Logo

70. Jahrestagung der Deutschen Gesellschaft für Medizinische Informatik, Biometrie und Epidemiologie e.V.

Deutsche Gesellschaft für Medizinische Informatik, Biometrie und Epidemiologie e.V. (GMDS)
07.-11.09.2025
Jena


Meeting Abstract

Enhancing Transparency in Research: Integrating Initial Data Analysis into Statistical Analysis Plans

Carsten Oliver Schmidt 1
Georg Heinze 2
Lara Lusa 3
Marianne Huebner 4
1Universität Greifswald, Greifswald, Germany
2Medical University of Vienna, Wien, Austria
3Faculty of Medicine, Institute of Biostatistics and Medical Informatics, University of Ljubljana, Ljubljana, Slovenia
4Department of Statistics and Probability, Michigan State University, East Lansing, United States

Text

Introduction: Statistical Analysis Plans (SAPs) are fundamental to ensuring transparency, reproducibility, and methodological rigour in statistical research. However, the critical phase of Initial Data Analysis (IDA) – assessing data suitability for subsequent analyses – remains insufficiently represented in SAPs and often poorly reported in scientific publications [1]. Given the complexity of IDA, encompassing detailed data quality assessments, evaluation of missing data, exploration of univariate and multivariate properties, and many preprocessing steps [2], [3], [4], there is a high need to formalise its planning and documentation within SAPs.

Methods: To address this gap, the TG3 “Initial Data Analysis” working group within the STRATOS (STRengthening Analytical Thinking for Observational Studies) initiative developed an extension to the conventional SAP: the Statistical Analysis Plan for Initial Data Analysis (SAPI). A Delphi-based consensus process involving experienced statisticians from all STRATOS topic groups was conducted over several rounds to identify, refine, and integrate key components of IDA into a structured plan aligned with best practices for main data analysis (MDA).

Results: The resulting SAPI is organised into eight comprehensive sections:

  1. Administrative Information, encompassing project documentation, ethical approvals, and team contacts;
  2. Project Background, outlining research aims, and target populations;
  3. Observation Units, detailing data sources, sampling, and dataset descriptions;
  4. Variables, specifying variables for the main and initial data analysis;
  5. Methods for Main Data Analysis (MDA), covering the description of observation units, model specifications, assumptions, sample size requirements, and planned sensitivity analyses;
  6. Methods for Initial Data Analysis (IDA), providing detailed guidance on data preparation, assessment of unit and item missingness, univariable and multivariable data descriptions;
  7. Evaluation and Updates, addressing procedures for revising the SAPI following IDA; and
  8. Supplementary Information, including key references, ensuring sustainable handling of analysis outputs.

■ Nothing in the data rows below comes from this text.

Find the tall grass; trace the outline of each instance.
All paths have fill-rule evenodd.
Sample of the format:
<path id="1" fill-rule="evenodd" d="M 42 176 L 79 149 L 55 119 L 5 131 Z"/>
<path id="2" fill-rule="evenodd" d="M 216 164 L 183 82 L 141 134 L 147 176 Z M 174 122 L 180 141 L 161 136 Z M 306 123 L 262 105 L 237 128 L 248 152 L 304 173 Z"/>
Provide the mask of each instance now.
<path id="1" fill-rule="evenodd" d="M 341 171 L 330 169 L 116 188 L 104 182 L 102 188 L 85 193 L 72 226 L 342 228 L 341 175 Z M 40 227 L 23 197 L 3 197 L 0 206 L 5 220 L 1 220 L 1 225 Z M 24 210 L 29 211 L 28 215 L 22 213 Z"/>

Within the SAPI structure, the MDA is specified prior to the IDA, as the former defines the scope and nature of required data checks.

Discussion: Formalising IDA within a dedicated SAPI enhances transparency, strengthens reproducibility, and promotes a more structured approach to data assessment prior to main analyses. Planning and reporting IDA activities with comparable rigour to MDA ensures that critical preparatory steps are visible, and reproducible. The SAPI is currently undergoing application testing across diverse studies to evaluate needs for improvements.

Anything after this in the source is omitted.